What to watch next. Watch whether Seoul moves from words to direct market intervention and how the Fed's rate path and the Middle East conflict evolve in coming weeks.
A 17-year low for the won
South Korea’s currency, the won, plunged to an intraday low of 1,561.5 per U.S. dollar in overnight trading early on June 6, its weakest level since the global financial crisis and prompting the government to convene an emergency review meeting on June 7 to stabilize the market. The slide was driven by surging oil prices tied to the U.S.–Iran conflict, heavy foreign selling in Korean stocks, and growing expectations that the U.S. Federal Reserve could raise interest rates this year.
The 1,561.5 mark — reached in the Seoul market’s after-hours session that ran until roughly 2 a.m. — was the highest since March 6, 2009, when the won touched 1,597 at the depth of the financial crisis. That is a gap of 17 years and three months. During regular daytime trading on June 5, the won had closed at 1,539.1. It has now finished above 1,500 for 14 straight trading days, dating back to May 15.
For ordinary travelers, the strain was even more visible. At airport currency booths, the cost of buying dollars in cash pushed past 1,600 won; Hana Bank, one of Korea’s major commercial banks, quoted 1,624 won at its airport branch.
What is pushing the won down
Analysts cited a cluster of pressures. War in the Middle East has exposed the vulnerability of South Korea, a major economy that imports nearly all of its energy. At the same time, foreign investors who had ridden a rapid rally in Korean stocks have been cashing out, selling won-denominated assets. Stronger-than-expected U.S. jobs data released on June 5 added fuel by reinforcing bets on a Fed rate hike, which strengthens the dollar.
At the emergency meeting, chaired by Deputy Prime Minister and Finance Minister Koo Yun-cheol, the government and the Bank of Korea — the country’s central bank — agreed they would no longer tolerate excessive volatility or one-sided moves in the won. Officials also pointed to offshore non-deliverable forward (NDF) derivative trades as a destabilizing force and said they would begin analysis aimed at making those transactions more transparent.

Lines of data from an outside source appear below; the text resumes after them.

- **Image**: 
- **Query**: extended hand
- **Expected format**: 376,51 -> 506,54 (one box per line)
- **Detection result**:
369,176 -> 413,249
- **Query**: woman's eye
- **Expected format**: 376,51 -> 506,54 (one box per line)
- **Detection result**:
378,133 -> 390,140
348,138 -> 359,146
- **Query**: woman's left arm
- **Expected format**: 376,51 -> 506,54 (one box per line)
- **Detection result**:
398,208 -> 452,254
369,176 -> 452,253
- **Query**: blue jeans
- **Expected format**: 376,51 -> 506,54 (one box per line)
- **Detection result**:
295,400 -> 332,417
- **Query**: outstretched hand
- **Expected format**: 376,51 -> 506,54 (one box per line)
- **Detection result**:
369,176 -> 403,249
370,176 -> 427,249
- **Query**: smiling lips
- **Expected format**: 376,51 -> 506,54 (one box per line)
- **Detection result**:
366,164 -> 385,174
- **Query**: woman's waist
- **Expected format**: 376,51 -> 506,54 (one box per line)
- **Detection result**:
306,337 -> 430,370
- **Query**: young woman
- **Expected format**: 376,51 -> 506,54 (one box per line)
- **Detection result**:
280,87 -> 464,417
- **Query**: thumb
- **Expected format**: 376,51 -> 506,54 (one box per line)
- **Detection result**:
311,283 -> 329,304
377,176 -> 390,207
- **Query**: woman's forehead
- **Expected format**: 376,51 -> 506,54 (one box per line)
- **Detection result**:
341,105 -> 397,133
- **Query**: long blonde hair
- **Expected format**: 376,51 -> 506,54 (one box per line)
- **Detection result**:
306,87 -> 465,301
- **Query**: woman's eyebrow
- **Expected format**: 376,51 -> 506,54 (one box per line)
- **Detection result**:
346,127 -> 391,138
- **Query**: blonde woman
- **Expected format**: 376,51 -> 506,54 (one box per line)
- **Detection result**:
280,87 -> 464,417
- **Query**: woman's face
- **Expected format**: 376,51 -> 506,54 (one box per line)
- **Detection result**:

Despite repeated verbal intervention, market watchers were skeptical of a quick reversal. Jeong Yong-taek of IBK Investment & Securities noted that Korean firms that have pledged large investments in the United States have little reason to convert dollars back into won, a structural drag even if the Middle East war ends. Park Hyung-jung, an economist at Woori Bank, warned that intervention is unlikely to change the won’s downward direction and urged the government to prepare fiscal measures as the weak currency feeds inflation, higher rates, and falling real wages.
An uneven hit across industry
While the Kyunghyang Shinmun newspaper emphasized the exchange-rate milestone and Seoul’s policy response, the Hankyoreh focused on how unevenly a weak won lands across Korean industry. Exporters such as carmakers and shipbuilders see dollar revenues translate into bigger won figures: Hyundai and Kia booked roughly 138 trillion won from their main U.S. units last year, about 46 percent of combined sales. Shipbuilders like HD Korea Shipbuilding & Offshore Engineering also benefit, though hedging caps the gains — the company said currency lifted profit by only about 10 billion won last quarter.
The downsides are broad. Kia said the weak won inflated foreign-currency warranty provisions, denting first-quarter operating profit. Auto-parts makers face dollar-priced costs for U.S. factories amid an electric-vehicle slowdown. Refiners and petrochemical firms buy crude and naphtha in dollars, so the weak won raises costs directly. Domestic-focused food companies such as Ottogi and Lotte Wellfood face pricier wheat, sugar, cocoa, and coffee beans, while export-heavy Samyang Foods fares better. Low-cost airlines, which pay for fuel, leases, and overseas maintenance in dollars, are squeezed by high oil and high exchange rates at once.
Hong Ji-sang of the Korea International Trade Association summed up the risk: in an import-reliant manufacturing economy, a prolonged weak won becomes a problem for industry as a whole, and persistent uncertainty over the Middle East and Fed policy makes a near-term rebound unlikely.